But I’m getting ahead of myself. So, clothes collected I’m handed a modesty towel, about the size of a small hand towel, and rent another big one to dry myself with. I head into the women’s side, a long thin room, lockers over at one side and what my mother would call a vanity unit, next to the door, a row of sinks with accompanying hairdryers, brushes and basic skincare products. I strip, dump my clothes and take my smelly body into the bath room or wet room. I’m confronted with a circular bath in the middle or the room and about 5 or six wash stations on two walls. Climbing into the communal bath is simply not done, but my mischievous side wants to do it just to see what would happen! However not today, tired in a strange city. I wash and scrub and wash and scrub and collapse in the sauna where an inordinately skinny woman is performing a strange rubbing ritual, jumping out, dowsing herself with water and then doing it all over again at two minute intervals. At my gym onsen, the woman perform relay marathon stays of ten minutes interspersed with cold dowsings and ten more minutes, for perhaps whole afternoons. I think they believe it will help them lose weight, or maybe it’s a general circulation thing, but I’ve never seen anyone pummel themselves with a bobbly massage like tool with such fervour whilst in a sauna. I’ve never seen this particular bobbly like massage tool before either.

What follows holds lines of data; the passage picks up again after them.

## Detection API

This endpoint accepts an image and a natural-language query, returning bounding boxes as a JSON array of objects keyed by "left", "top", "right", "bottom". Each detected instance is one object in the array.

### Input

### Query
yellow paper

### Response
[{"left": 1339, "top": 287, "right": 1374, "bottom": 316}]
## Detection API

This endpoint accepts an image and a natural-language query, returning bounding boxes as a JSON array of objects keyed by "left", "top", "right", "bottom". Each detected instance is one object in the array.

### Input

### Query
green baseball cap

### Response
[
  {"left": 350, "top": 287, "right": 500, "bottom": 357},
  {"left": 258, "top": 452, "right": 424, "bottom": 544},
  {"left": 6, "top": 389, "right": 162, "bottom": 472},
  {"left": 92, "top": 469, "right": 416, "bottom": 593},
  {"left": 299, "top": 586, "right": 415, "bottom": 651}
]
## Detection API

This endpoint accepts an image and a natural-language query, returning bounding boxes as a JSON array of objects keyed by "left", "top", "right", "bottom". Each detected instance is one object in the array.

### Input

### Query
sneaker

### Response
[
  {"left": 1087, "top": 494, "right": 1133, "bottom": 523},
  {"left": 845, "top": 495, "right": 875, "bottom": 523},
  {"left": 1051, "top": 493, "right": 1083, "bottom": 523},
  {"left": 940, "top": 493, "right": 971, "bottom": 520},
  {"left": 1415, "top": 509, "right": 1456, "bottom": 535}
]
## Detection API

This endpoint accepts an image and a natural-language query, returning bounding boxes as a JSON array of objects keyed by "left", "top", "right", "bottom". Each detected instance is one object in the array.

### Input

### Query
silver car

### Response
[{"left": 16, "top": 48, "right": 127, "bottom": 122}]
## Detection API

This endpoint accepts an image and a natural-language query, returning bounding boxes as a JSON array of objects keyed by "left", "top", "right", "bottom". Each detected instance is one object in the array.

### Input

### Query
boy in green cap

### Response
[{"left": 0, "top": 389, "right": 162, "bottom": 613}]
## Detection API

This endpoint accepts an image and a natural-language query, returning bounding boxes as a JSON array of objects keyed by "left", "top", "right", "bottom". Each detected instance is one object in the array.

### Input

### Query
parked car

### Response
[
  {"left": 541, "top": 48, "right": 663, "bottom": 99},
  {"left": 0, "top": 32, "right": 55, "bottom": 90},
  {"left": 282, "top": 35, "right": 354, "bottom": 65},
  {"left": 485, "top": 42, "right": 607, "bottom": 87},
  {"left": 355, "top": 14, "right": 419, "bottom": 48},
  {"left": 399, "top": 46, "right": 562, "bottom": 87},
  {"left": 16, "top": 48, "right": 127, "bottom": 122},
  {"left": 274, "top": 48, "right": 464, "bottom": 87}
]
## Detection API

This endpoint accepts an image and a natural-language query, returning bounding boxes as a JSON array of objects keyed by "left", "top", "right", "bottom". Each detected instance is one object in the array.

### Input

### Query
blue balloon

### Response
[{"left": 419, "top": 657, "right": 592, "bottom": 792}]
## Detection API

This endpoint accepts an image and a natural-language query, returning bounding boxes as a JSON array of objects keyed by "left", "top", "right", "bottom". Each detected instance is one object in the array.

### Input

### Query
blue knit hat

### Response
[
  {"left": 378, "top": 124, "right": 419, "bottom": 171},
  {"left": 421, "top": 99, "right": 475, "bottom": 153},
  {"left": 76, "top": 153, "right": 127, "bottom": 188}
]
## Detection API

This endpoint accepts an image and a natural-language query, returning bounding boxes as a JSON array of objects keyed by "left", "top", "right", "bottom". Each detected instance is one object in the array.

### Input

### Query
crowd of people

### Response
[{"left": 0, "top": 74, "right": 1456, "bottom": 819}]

After I’ve made myself vaguely presentable, dressed and run a hair dryer over my hair before it turns to icicles outside I spot the massage chair. Ahaa, the massage chair, the heaven sent gift for weary travellers. Sit down, lie back relax, drop a buck in the slot and have this strange monster grind rollers up and down your body from your head to your calves for ten minutes. There’s something bizarre about having a machine circularly massage your back, just miss a spot so you try to move into the right position, and then massage your head. But so good, I think, dropping another 100yen coin into its waiting mouth.